State Climate Change Minister Kate Jones said the land, located on Windemere Road and of high commercial value, would be handed over to Redland City Council.

The Government is currently drafting a state planning policy aimed at protecting koalas to halt declining numbers and recently completed a koala mapping project.


Environmentalists Seek to Wipe Out Plush Toilet Paper

It is a fight over toilet paper: the kind that is blanket-fluffy and getting fluffier so fast that manufacturers are running out of synonyms for "soft" (Quilted Northern Ultra Plush is the first big brand to go three-ply and three-adjective).

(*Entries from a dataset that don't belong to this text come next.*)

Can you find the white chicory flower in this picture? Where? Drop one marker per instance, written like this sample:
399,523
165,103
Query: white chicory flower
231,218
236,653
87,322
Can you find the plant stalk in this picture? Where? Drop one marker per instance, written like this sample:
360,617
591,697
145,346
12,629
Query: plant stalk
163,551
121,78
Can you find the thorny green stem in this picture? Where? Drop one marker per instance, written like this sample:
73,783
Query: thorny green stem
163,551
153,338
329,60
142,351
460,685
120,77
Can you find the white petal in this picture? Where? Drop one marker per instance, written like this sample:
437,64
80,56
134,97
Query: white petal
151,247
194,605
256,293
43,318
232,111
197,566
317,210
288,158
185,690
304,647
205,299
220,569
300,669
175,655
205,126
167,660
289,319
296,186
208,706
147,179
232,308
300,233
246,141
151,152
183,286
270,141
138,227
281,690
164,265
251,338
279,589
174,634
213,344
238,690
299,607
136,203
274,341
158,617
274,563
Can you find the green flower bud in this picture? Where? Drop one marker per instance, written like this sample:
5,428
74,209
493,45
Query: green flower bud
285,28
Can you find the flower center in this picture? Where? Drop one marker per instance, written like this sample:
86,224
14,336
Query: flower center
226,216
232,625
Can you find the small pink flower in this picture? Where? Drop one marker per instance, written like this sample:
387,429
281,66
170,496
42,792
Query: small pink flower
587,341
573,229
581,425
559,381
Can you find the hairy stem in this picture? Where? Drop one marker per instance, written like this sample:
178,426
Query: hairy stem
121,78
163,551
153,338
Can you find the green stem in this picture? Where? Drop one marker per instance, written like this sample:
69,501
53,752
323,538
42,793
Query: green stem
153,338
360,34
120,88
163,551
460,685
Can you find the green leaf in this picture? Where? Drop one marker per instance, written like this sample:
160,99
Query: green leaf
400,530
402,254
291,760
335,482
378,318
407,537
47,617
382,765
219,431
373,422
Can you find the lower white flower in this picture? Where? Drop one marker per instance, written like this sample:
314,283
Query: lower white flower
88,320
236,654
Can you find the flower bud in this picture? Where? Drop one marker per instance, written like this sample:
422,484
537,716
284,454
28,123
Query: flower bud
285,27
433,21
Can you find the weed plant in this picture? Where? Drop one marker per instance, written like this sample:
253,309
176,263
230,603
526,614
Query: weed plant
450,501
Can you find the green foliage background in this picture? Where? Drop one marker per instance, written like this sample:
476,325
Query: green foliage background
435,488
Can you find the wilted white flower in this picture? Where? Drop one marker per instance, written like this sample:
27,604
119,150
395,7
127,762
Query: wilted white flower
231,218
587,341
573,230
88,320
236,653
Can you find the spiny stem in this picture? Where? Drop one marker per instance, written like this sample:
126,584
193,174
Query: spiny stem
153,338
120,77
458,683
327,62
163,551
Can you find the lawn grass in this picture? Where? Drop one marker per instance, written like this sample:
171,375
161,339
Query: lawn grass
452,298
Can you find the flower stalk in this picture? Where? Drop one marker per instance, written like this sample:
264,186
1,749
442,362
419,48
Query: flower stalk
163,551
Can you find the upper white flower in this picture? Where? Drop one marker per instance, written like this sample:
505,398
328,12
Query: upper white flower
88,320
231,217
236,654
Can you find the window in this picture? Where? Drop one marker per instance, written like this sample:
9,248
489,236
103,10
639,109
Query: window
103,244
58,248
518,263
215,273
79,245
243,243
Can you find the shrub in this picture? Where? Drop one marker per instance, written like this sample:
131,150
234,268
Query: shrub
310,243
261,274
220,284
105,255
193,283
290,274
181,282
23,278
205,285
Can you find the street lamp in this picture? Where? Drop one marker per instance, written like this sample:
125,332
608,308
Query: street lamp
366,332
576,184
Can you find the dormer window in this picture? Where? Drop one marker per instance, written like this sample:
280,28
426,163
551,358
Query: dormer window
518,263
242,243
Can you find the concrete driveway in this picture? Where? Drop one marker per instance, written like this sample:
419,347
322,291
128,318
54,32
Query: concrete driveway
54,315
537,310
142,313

It's a menace, environmental groups say -- and a dark-comedy example of American excess. The reason, they say, is that plush U.S. toilet paper is usually made by chopping down and grinding up trees that were decades or even a century old. They want Americans, like Europeans, to wipe with tissue made from recycled paper goods.

It has been slow going. Big toilet-paper makers say that they've taken steps to become more Earth-friendly but that their customers still want the soft stuff, so they're still selling it. This summer, two of the best-known combatants in this fight signed a surprising truce, with a big tissue maker promising to do better. But the larger battle goes on -- the ultimate test of how green Americans will be when nobody's watching.

"At what price softness?" said Tim Spring, chief executive of Marcal Manufacturing, a New Jersey paper maker that is trying to persuade customers to try 100 percent recycled paper. "Should I contribute to clear-cutting and deforestation because the big [marketing] machine has told me that softness is important?" He added: "You're not giving up the world here."

Toilet paper is far from being the biggest threat to the world's forests: together with facial tissue, it accounts for 5 percent of the U.S. forest-products industry, according to industry figures. Paper and cardboard packaging makes up 26 percent of the industry, although more than half is made from recycled products. Newspapers account for 3 percent. But environmentalists say 5 percent is still too much.

Felling these trees removes a valuable scrubber of carbon dioxide, they say. If the trees come from "farms" in places such as Brazil, Indonesia or the southeastern United States, natural forests are being displaced. If they come from Canada's forested north -- a major source of imported wood pulp -- ecosystems valuable to bears, caribou and migratory birds are being damaged.